Dengan adanya ketentuan tersebut tentunya akan semakin memperkuat legitimasi transaksi kripto dan memberikan peluang semakin memperkuat keyakinan investor. Untuk pengenaan pajak ini harus benar-benar mempertimbangkan kepentingan industri, untuk memastikan aset kripto ini tetap menarik dan berdaya saing.
“Harus seimbang antara aspek penerimaan dengan kepentingan menjaga iklim usaha perdagangan kripto,” cetusnya.
Penjelasan Kementerian Keuangan, sesuai Peraturan Menteri Keuangan (PMK) nomor 68 tahun 2022 besaran tarif PPN atas penyerahan aset kripto sebesar 0,11 persen dikali nilai transaksi aset kripto apabila melakukan transaksi pada platform yang terdaftar Bappebti.

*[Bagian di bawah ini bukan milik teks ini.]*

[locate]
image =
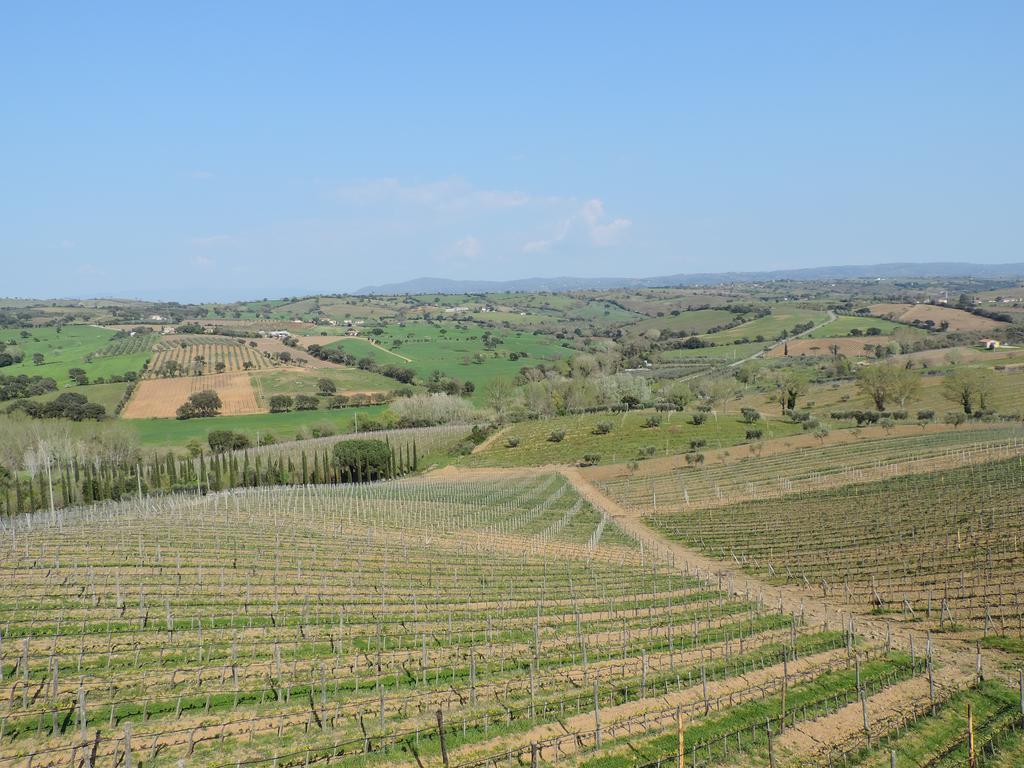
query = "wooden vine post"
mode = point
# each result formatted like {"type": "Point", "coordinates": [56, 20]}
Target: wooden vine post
{"type": "Point", "coordinates": [972, 760]}
{"type": "Point", "coordinates": [440, 734]}
{"type": "Point", "coordinates": [682, 744]}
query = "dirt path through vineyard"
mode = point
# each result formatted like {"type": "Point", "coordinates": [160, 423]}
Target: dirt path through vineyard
{"type": "Point", "coordinates": [954, 659]}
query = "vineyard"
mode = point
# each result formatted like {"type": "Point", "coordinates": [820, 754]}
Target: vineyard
{"type": "Point", "coordinates": [413, 623]}
{"type": "Point", "coordinates": [159, 398]}
{"type": "Point", "coordinates": [199, 354]}
{"type": "Point", "coordinates": [137, 344]}
{"type": "Point", "coordinates": [812, 468]}
{"type": "Point", "coordinates": [942, 550]}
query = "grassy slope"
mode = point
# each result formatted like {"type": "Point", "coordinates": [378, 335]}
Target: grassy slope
{"type": "Point", "coordinates": [454, 351]}
{"type": "Point", "coordinates": [68, 349]}
{"type": "Point", "coordinates": [304, 382]}
{"type": "Point", "coordinates": [108, 395]}
{"type": "Point", "coordinates": [782, 317]}
{"type": "Point", "coordinates": [843, 325]}
{"type": "Point", "coordinates": [627, 437]}
{"type": "Point", "coordinates": [696, 322]}
{"type": "Point", "coordinates": [725, 351]}
{"type": "Point", "coordinates": [173, 433]}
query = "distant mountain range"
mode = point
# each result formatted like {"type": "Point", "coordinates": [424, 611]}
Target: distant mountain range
{"type": "Point", "coordinates": [869, 271]}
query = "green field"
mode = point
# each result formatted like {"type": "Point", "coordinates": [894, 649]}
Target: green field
{"type": "Point", "coordinates": [69, 348]}
{"type": "Point", "coordinates": [108, 395]}
{"type": "Point", "coordinates": [293, 382]}
{"type": "Point", "coordinates": [722, 352]}
{"type": "Point", "coordinates": [690, 323]}
{"type": "Point", "coordinates": [173, 433]}
{"type": "Point", "coordinates": [459, 352]}
{"type": "Point", "coordinates": [628, 437]}
{"type": "Point", "coordinates": [782, 317]}
{"type": "Point", "coordinates": [843, 325]}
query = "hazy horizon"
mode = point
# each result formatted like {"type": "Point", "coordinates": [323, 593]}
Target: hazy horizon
{"type": "Point", "coordinates": [235, 151]}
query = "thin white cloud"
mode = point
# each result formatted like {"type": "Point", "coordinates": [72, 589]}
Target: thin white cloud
{"type": "Point", "coordinates": [590, 220]}
{"type": "Point", "coordinates": [445, 195]}
{"type": "Point", "coordinates": [213, 241]}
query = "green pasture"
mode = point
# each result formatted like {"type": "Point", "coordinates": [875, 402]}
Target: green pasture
{"type": "Point", "coordinates": [629, 436]}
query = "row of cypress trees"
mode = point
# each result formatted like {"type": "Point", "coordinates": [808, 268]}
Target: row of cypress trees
{"type": "Point", "coordinates": [75, 482]}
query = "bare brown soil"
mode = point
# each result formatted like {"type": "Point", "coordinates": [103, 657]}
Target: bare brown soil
{"type": "Point", "coordinates": [849, 346]}
{"type": "Point", "coordinates": [159, 398]}
{"type": "Point", "coordinates": [957, 318]}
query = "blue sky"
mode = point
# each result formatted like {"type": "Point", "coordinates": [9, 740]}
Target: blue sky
{"type": "Point", "coordinates": [197, 151]}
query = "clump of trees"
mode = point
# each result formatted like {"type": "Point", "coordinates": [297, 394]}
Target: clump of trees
{"type": "Point", "coordinates": [361, 461]}
{"type": "Point", "coordinates": [971, 388]}
{"type": "Point", "coordinates": [25, 386]}
{"type": "Point", "coordinates": [222, 440]}
{"type": "Point", "coordinates": [71, 406]}
{"type": "Point", "coordinates": [200, 406]}
{"type": "Point", "coordinates": [431, 410]}
{"type": "Point", "coordinates": [888, 383]}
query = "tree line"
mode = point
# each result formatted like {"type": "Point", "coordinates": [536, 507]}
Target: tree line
{"type": "Point", "coordinates": [75, 481]}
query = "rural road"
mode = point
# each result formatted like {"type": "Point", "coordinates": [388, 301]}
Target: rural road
{"type": "Point", "coordinates": [762, 352]}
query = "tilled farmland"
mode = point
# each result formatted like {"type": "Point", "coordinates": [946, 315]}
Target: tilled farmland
{"type": "Point", "coordinates": [197, 355]}
{"type": "Point", "coordinates": [310, 625]}
{"type": "Point", "coordinates": [943, 549]}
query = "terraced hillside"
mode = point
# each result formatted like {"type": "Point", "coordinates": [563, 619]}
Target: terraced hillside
{"type": "Point", "coordinates": [200, 354]}
{"type": "Point", "coordinates": [942, 550]}
{"type": "Point", "coordinates": [673, 484]}
{"type": "Point", "coordinates": [313, 625]}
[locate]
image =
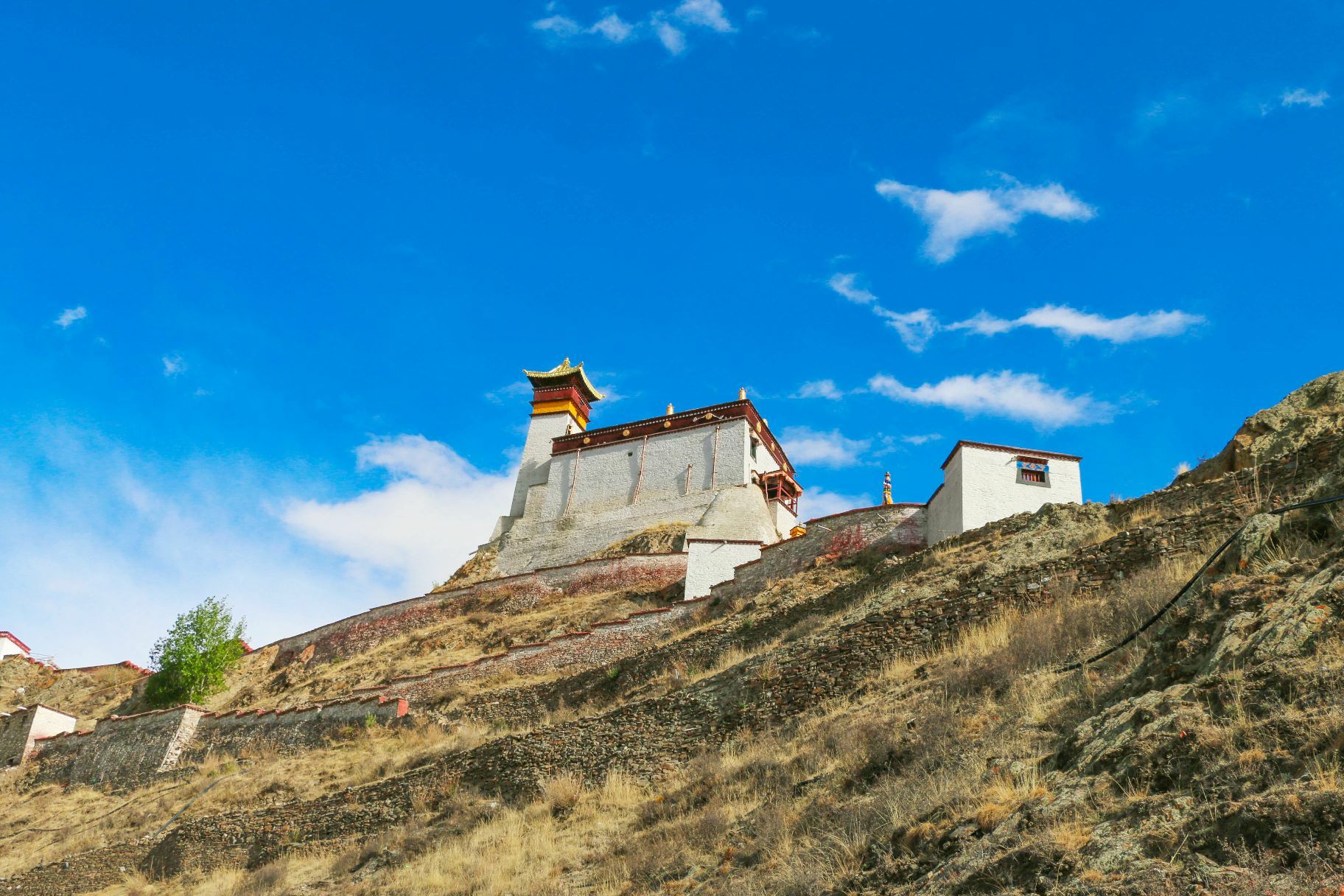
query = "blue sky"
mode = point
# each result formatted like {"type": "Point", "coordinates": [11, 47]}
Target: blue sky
{"type": "Point", "coordinates": [267, 273]}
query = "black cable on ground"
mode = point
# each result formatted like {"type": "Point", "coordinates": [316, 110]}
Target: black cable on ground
{"type": "Point", "coordinates": [1186, 587]}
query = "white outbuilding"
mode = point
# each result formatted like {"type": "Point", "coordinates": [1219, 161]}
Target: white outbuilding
{"type": "Point", "coordinates": [983, 483]}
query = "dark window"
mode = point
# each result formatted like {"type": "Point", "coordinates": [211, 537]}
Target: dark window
{"type": "Point", "coordinates": [1032, 470]}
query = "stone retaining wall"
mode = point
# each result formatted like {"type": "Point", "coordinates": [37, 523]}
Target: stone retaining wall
{"type": "Point", "coordinates": [639, 573]}
{"type": "Point", "coordinates": [19, 729]}
{"type": "Point", "coordinates": [763, 692]}
{"type": "Point", "coordinates": [130, 752]}
{"type": "Point", "coordinates": [900, 527]}
{"type": "Point", "coordinates": [603, 645]}
{"type": "Point", "coordinates": [122, 752]}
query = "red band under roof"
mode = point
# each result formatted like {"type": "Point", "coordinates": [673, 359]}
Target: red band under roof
{"type": "Point", "coordinates": [10, 634]}
{"type": "Point", "coordinates": [742, 409]}
{"type": "Point", "coordinates": [1009, 449]}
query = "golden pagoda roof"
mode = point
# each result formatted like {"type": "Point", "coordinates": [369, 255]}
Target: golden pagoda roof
{"type": "Point", "coordinates": [564, 371]}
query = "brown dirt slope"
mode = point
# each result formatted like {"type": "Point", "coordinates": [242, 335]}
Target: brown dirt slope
{"type": "Point", "coordinates": [88, 695]}
{"type": "Point", "coordinates": [879, 726]}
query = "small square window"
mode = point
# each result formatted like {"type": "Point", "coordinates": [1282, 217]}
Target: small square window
{"type": "Point", "coordinates": [1032, 470]}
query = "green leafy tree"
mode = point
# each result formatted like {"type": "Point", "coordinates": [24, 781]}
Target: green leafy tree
{"type": "Point", "coordinates": [190, 662]}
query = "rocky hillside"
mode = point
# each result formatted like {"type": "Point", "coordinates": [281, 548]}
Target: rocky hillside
{"type": "Point", "coordinates": [872, 724]}
{"type": "Point", "coordinates": [1311, 411]}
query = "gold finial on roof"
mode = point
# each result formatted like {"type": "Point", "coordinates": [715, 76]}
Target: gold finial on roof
{"type": "Point", "coordinates": [564, 370]}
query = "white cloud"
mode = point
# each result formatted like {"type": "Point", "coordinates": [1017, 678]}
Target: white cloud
{"type": "Point", "coordinates": [820, 388]}
{"type": "Point", "coordinates": [844, 285]}
{"type": "Point", "coordinates": [831, 449]}
{"type": "Point", "coordinates": [706, 14]}
{"type": "Point", "coordinates": [916, 328]}
{"type": "Point", "coordinates": [671, 37]}
{"type": "Point", "coordinates": [1016, 396]}
{"type": "Point", "coordinates": [667, 27]}
{"type": "Point", "coordinates": [956, 217]}
{"type": "Point", "coordinates": [1070, 324]}
{"type": "Point", "coordinates": [613, 27]}
{"type": "Point", "coordinates": [561, 27]}
{"type": "Point", "coordinates": [1300, 97]}
{"type": "Point", "coordinates": [511, 393]}
{"type": "Point", "coordinates": [420, 525]}
{"type": "Point", "coordinates": [105, 545]}
{"type": "Point", "coordinates": [816, 503]}
{"type": "Point", "coordinates": [70, 316]}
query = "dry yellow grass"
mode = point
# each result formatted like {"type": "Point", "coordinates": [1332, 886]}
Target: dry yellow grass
{"type": "Point", "coordinates": [86, 819]}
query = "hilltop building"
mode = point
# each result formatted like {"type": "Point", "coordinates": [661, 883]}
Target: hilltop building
{"type": "Point", "coordinates": [719, 473]}
{"type": "Point", "coordinates": [717, 470]}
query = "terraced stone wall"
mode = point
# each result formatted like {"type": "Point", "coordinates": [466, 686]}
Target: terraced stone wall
{"type": "Point", "coordinates": [130, 752]}
{"type": "Point", "coordinates": [900, 527]}
{"type": "Point", "coordinates": [122, 752]}
{"type": "Point", "coordinates": [603, 645]}
{"type": "Point", "coordinates": [233, 734]}
{"type": "Point", "coordinates": [1198, 519]}
{"type": "Point", "coordinates": [639, 573]}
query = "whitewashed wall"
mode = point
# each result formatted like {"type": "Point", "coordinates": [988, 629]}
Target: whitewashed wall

Kemudian apabila transaksi dilakukan pada platform yang tidak terdaftar di Bappebti, maka dikenakan tarif PPN sebesar 0,22 persen. Pemerintah menetapkan besaran tarif PPh Final Pasal 22 sebesar 0,1 persen dari nilai transaksi, tidak termasuk PPN dan PPnBM, apabila transaksi dilakukan pada platform yang terdaftar di Bappebti.
Apabila transaksi dilakukan pada tidak terdaftar di Bappebti akan dikenakan tarif PPh Final Pasal 22 sebesar 0,2 persen dari nilai transaksi.
Pengenaan PPN dan PPh untuk penyelenggaraan Fintech ketentuan perpajakannya diatur dalam PMK nomor 69 Tahun 2022, dimana pemberi pinjaman dalam platform pinjaman online dikenakan PPh Pasal 23 dengan tarif 15 persen dari jumlah bruto atas bunga, apabila wajib pajak dalam negeri dan bentuk usaha tetap.
Kemudian apabila wajib pajak luar negeri selain bentuk usaha tetap, pemberi pinjaman dikenakan PPh Pasal 26 sebesar 20 persen dari jumlah bruto atas bunga.
Pada ketentuan tersebut juga mengatur pengenaan PPN atas penyerahan jasa penyelenggaraan teknologi finansial oleh pengusaha, seperti Uang Elektronik dan Dompet Elektronik. Adapun besaran tarif PPN tersebut adalah 11 persen.